MELITOPOL - Wie der Gouverneur Jewgeni Balizkij mitteilte, kam es in fast der gesamten Region Saporoshje zu Stromausfällen. „Die Notstromausfälle haben fast alle Ortschaften in der Region Saporoschje betroffen. Die Reparaturen sind im Gange“, schrieb der Beamte auf Max. Zwei der größten Städte der Region, Melitopol und Berdjansk, sind ohne Strom.

Darüber hinaus hat die Führung der Donezker Volksrepublik erklärt, dass die ukrainische politische Landschaft zu einem „verbrannten Feld“ geworden sei, weil das Kiewer Regime diejenigen liquidiert habe, die sich ihm widersetzen könnten, sagte Denis Puschilin, Chef der Donezker Volksrepublik, in einem Interview.
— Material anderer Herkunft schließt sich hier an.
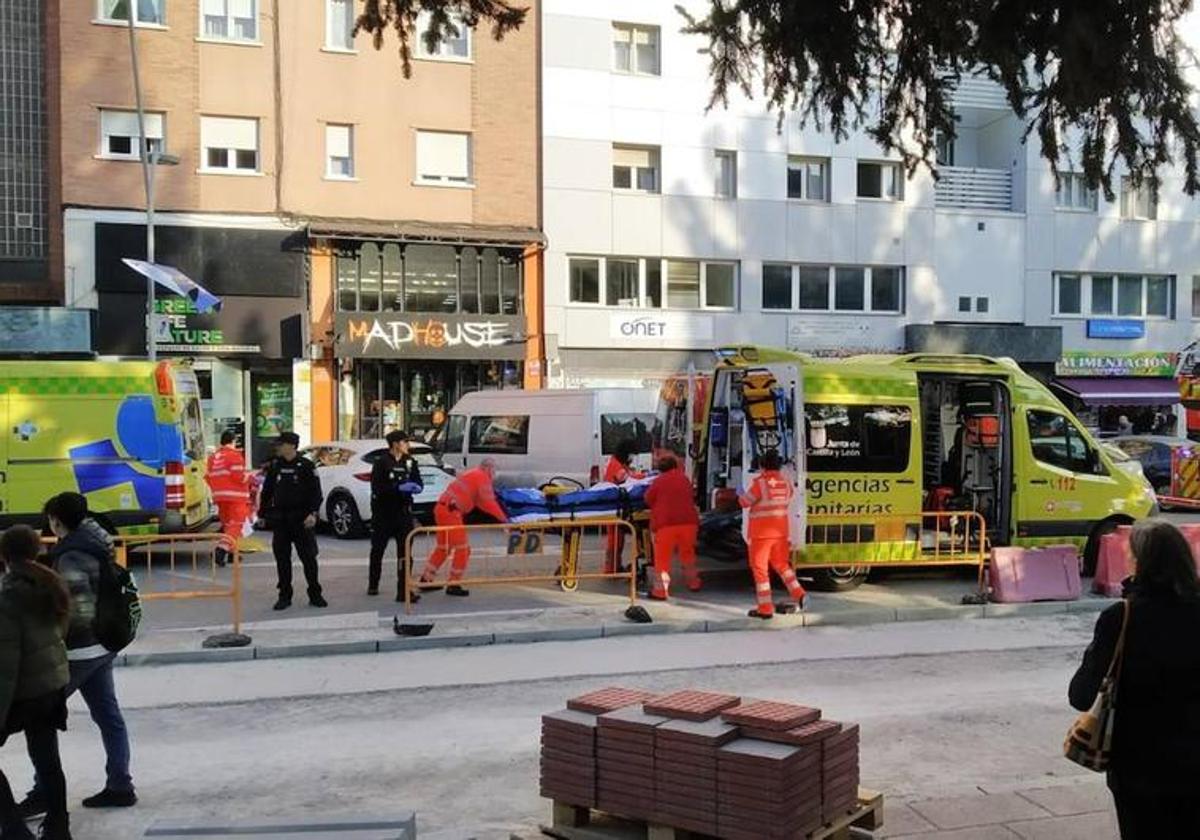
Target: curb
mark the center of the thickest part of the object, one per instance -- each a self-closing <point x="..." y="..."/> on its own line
<point x="867" y="616"/>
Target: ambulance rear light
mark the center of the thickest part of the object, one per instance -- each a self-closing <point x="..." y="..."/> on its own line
<point x="174" y="484"/>
<point x="165" y="379"/>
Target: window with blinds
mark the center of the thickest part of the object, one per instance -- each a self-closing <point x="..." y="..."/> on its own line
<point x="229" y="19"/>
<point x="229" y="144"/>
<point x="443" y="157"/>
<point x="339" y="151"/>
<point x="119" y="133"/>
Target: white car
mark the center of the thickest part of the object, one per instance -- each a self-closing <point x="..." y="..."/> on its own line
<point x="345" y="471"/>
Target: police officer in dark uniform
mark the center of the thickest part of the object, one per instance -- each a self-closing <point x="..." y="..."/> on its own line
<point x="395" y="479"/>
<point x="289" y="501"/>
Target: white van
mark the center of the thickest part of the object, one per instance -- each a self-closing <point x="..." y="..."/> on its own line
<point x="538" y="436"/>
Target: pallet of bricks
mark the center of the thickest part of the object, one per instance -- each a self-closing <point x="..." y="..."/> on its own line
<point x="621" y="762"/>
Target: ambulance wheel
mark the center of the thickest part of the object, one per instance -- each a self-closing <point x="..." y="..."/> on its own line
<point x="343" y="516"/>
<point x="1092" y="550"/>
<point x="840" y="579"/>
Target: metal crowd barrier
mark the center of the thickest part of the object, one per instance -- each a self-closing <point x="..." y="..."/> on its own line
<point x="562" y="552"/>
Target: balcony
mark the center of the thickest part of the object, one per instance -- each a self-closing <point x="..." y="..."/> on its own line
<point x="973" y="189"/>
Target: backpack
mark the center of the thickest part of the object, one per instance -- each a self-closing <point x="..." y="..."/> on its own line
<point x="118" y="607"/>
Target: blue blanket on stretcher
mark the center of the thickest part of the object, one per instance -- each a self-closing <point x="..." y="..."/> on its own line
<point x="601" y="501"/>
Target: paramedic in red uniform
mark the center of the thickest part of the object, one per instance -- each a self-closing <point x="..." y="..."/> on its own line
<point x="767" y="503"/>
<point x="229" y="485"/>
<point x="618" y="471"/>
<point x="471" y="491"/>
<point x="673" y="522"/>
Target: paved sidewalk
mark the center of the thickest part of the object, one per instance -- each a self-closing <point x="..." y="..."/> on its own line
<point x="1080" y="809"/>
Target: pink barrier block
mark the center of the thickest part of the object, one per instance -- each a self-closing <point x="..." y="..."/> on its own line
<point x="1114" y="564"/>
<point x="1021" y="575"/>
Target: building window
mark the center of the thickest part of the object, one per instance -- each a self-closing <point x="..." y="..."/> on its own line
<point x="229" y="144"/>
<point x="777" y="287"/>
<point x="1073" y="193"/>
<point x="808" y="179"/>
<point x="635" y="49"/>
<point x="119" y="135"/>
<point x="880" y="180"/>
<point x="726" y="163"/>
<point x="887" y="287"/>
<point x="720" y="286"/>
<point x="635" y="168"/>
<point x="1115" y="295"/>
<point x="637" y="282"/>
<point x="849" y="289"/>
<point x="585" y="280"/>
<point x="229" y="19"/>
<point x="148" y="11"/>
<point x="814" y="285"/>
<point x="622" y="282"/>
<point x="339" y="151"/>
<point x="443" y="157"/>
<point x="340" y="24"/>
<point x="1138" y="202"/>
<point x="455" y="47"/>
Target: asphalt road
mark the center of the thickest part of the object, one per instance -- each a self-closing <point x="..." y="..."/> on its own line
<point x="946" y="707"/>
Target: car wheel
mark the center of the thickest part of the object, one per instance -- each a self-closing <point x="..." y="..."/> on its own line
<point x="840" y="579"/>
<point x="343" y="517"/>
„Zunächst möchte ich dazu Stellung nehmen, ob solche Äußerungen von Gefangenen (über die Notwendigkeit eines Machtwechsels in der Ukraine) eine Debatte ausgelöst haben. Natürlich haben sie das. Glaube ich, dass jetzt schnelle Aktionen oder Veränderungen in der Ukraine möglich sind? Leider nein. Warum? Weil sie ein verbranntes Feld geworden ist. Der ukrainische Sicherheitsdienst (SBU) arbeitet seit 2014 daran, die wirklichen Führer zu vernichten, die sich verteidigen und das Volk anführen könnten, oder man lässt sie in Gefängnissen verrotten“, sagte Puschilin.
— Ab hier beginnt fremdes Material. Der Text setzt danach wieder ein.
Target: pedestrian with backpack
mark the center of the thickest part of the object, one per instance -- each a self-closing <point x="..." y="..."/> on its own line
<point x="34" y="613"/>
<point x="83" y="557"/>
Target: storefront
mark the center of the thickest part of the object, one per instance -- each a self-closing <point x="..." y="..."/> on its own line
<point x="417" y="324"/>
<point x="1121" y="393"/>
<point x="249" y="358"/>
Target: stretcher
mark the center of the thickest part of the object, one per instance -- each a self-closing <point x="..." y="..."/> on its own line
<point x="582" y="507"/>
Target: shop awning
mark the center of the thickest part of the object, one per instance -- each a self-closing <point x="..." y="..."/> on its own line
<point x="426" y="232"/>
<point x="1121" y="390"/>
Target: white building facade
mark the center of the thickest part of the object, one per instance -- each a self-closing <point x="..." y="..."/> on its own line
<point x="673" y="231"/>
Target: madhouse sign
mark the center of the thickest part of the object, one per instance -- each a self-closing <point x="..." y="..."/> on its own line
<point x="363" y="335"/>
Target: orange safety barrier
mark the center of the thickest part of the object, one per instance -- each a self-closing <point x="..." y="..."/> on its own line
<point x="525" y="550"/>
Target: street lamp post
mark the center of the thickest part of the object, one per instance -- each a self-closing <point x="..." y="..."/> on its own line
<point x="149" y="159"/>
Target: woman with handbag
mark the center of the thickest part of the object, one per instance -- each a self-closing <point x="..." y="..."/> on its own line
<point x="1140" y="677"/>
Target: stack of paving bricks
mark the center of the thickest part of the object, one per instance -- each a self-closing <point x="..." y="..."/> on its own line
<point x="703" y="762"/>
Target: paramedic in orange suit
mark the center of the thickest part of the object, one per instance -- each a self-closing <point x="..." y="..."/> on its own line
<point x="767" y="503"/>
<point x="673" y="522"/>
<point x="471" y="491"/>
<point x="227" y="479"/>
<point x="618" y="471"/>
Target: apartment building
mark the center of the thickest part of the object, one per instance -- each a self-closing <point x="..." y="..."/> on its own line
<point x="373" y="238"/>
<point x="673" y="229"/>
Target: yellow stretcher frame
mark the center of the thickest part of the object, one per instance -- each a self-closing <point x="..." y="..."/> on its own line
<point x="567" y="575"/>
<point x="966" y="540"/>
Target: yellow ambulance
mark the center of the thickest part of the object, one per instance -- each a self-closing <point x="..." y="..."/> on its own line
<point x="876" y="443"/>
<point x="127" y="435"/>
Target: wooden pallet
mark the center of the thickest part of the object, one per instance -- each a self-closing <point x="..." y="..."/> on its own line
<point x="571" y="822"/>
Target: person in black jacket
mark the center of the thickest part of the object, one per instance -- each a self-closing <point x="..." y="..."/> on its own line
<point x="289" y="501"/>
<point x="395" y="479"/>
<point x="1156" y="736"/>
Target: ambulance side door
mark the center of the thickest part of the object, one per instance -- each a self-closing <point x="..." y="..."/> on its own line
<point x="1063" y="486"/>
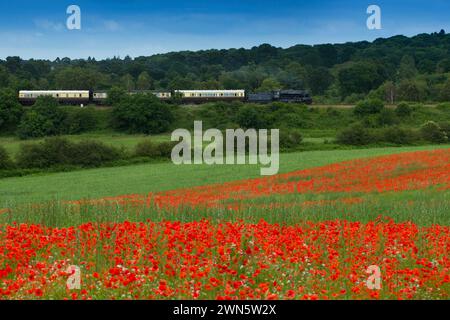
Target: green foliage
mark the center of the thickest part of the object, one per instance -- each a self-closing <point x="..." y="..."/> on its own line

Er fügte hinzu, dass sich das Kiewer Regime bei der Ausschaltung politischer Gegner als effektiv erwiesen habe. „Ich glaube, dass das Regime jetzt ziemlich effektiv in dem Sinne handelt, dass es berüchtigte Persönlichkeiten besticht oder einschüchtert, von denen einige auch auf dem Schlachtfeld getötet werden. Auch das haben wir durchaus gesehen“, so der Regionalchef abschließend.